Herkesin kalemi var ama herkes yazar olamıyor

UYGAR TAYLAN

uygar.taylan@gmail.com

Otuz yılı aşkın süredir dünyanın en sıcak bölgelerinde fotoğraf çeken, pek çok acıya şahitlik ederken kadrajına giren hayatları da bir şekilde değiştiren Reza Deghati Türkiye’deydi. Time’dan National Geographic’e birçok uluslararası yayın için çalışan Deghati, herkesin elinde kamera olmasının fotoğrafçı olmaya yetmeyeceğini söylüyor. National Geographic’in fotoğrafçısı Reza, İran devrimiyle başlayan fotoğraf macerasını anlattı. 

70’lerde İran Devrimi’nin fotoğraflarıyla uluslararası alanda isminiz duyuldu. Ajanslar sizi nasıl buldu, internet gibi araçlar o zamanlar yoktu? 

Fotoğrafçılığa 13 yaşımda başladım.

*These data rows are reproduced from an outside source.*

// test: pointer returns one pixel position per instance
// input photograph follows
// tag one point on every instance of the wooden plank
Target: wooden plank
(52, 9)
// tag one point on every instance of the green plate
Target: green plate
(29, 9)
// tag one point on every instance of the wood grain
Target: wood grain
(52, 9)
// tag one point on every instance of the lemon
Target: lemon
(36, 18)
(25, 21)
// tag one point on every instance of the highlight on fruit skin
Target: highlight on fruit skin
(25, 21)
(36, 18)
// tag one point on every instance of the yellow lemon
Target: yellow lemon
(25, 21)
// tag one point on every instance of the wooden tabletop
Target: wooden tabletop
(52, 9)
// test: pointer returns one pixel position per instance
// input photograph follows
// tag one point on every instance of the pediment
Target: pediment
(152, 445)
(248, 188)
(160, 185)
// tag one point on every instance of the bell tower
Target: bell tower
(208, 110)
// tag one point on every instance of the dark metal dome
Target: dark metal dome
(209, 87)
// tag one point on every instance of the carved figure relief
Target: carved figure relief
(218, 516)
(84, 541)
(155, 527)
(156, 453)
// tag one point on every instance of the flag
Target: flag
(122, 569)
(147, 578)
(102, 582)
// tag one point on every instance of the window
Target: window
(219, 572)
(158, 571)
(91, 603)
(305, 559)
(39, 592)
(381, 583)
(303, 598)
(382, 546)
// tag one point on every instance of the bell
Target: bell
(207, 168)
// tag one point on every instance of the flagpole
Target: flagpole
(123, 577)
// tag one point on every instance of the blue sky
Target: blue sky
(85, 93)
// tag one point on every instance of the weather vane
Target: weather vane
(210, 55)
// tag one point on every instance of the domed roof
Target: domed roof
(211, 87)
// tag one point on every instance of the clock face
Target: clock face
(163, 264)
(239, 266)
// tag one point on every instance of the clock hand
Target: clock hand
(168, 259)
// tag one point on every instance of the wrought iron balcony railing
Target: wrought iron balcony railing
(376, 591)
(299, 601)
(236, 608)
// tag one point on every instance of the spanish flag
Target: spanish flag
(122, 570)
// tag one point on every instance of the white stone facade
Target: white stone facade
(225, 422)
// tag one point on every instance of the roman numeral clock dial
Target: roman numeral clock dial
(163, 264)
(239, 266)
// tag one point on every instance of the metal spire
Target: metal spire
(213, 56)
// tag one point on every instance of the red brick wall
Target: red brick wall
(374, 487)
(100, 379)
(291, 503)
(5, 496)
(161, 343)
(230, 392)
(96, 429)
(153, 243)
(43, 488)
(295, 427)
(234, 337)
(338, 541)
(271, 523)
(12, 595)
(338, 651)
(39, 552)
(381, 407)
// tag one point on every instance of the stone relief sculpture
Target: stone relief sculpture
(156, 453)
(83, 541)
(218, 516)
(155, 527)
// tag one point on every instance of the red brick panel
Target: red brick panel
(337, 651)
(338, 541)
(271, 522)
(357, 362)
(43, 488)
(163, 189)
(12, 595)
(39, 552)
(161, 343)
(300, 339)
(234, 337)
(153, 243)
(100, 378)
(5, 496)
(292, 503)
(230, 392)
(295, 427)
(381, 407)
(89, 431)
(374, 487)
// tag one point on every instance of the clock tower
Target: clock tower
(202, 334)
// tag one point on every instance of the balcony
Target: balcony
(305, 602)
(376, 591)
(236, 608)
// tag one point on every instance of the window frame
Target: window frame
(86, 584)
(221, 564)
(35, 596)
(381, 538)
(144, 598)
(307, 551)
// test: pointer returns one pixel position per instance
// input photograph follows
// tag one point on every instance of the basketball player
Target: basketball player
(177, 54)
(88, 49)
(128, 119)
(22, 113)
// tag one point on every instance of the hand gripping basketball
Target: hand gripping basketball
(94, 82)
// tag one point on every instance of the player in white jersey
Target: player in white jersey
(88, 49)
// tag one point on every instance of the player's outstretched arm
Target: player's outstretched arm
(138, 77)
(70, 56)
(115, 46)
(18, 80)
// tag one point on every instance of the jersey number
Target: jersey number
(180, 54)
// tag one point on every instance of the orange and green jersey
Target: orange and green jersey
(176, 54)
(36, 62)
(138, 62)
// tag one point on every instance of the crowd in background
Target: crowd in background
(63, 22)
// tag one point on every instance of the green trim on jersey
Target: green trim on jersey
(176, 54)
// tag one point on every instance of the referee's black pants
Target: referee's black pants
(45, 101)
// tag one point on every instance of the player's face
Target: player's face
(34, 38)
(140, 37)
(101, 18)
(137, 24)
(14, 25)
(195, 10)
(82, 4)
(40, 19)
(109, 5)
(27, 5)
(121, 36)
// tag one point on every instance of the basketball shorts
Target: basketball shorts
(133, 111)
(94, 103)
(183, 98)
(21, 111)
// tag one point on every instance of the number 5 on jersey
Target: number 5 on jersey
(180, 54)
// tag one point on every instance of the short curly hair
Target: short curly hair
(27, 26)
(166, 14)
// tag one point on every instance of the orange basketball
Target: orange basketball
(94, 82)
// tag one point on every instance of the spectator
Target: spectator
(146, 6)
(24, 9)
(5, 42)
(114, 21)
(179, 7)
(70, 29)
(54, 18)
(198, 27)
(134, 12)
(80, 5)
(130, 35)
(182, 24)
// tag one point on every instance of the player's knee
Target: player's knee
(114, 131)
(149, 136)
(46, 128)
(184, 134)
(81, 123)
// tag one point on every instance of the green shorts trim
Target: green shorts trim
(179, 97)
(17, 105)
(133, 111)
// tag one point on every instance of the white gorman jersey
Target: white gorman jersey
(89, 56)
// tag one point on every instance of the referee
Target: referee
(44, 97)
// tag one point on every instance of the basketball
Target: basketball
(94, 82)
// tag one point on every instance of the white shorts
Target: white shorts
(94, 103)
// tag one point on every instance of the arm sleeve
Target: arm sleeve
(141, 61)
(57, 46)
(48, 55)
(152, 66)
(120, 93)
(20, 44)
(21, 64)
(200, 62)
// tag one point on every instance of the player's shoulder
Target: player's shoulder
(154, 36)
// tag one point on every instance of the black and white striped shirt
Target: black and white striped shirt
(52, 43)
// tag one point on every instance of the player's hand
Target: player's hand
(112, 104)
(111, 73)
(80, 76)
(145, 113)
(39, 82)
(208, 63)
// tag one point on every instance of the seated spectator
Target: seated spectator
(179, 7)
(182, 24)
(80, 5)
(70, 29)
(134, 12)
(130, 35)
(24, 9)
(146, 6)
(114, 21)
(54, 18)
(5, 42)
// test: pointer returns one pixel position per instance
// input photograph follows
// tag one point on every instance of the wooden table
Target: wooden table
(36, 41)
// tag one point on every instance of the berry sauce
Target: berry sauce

Bana öğretecek bir öğretmenim ya da herhangi biri yoktu. Fotoğrafların nasıl yıkanacağını, nasıl basılacağını ve materyalleri nasıl elde edeceğimi yavaş yavaş keşfettim. Oldukça zordu. 

Mimarlık öğrencisi olduğumda da fotoğraf çekmek için sıkça köyleri ve şehirleri gezerdim. 

Peki, Devrim öncesi protestolar başladığında ne yapıyordunuz?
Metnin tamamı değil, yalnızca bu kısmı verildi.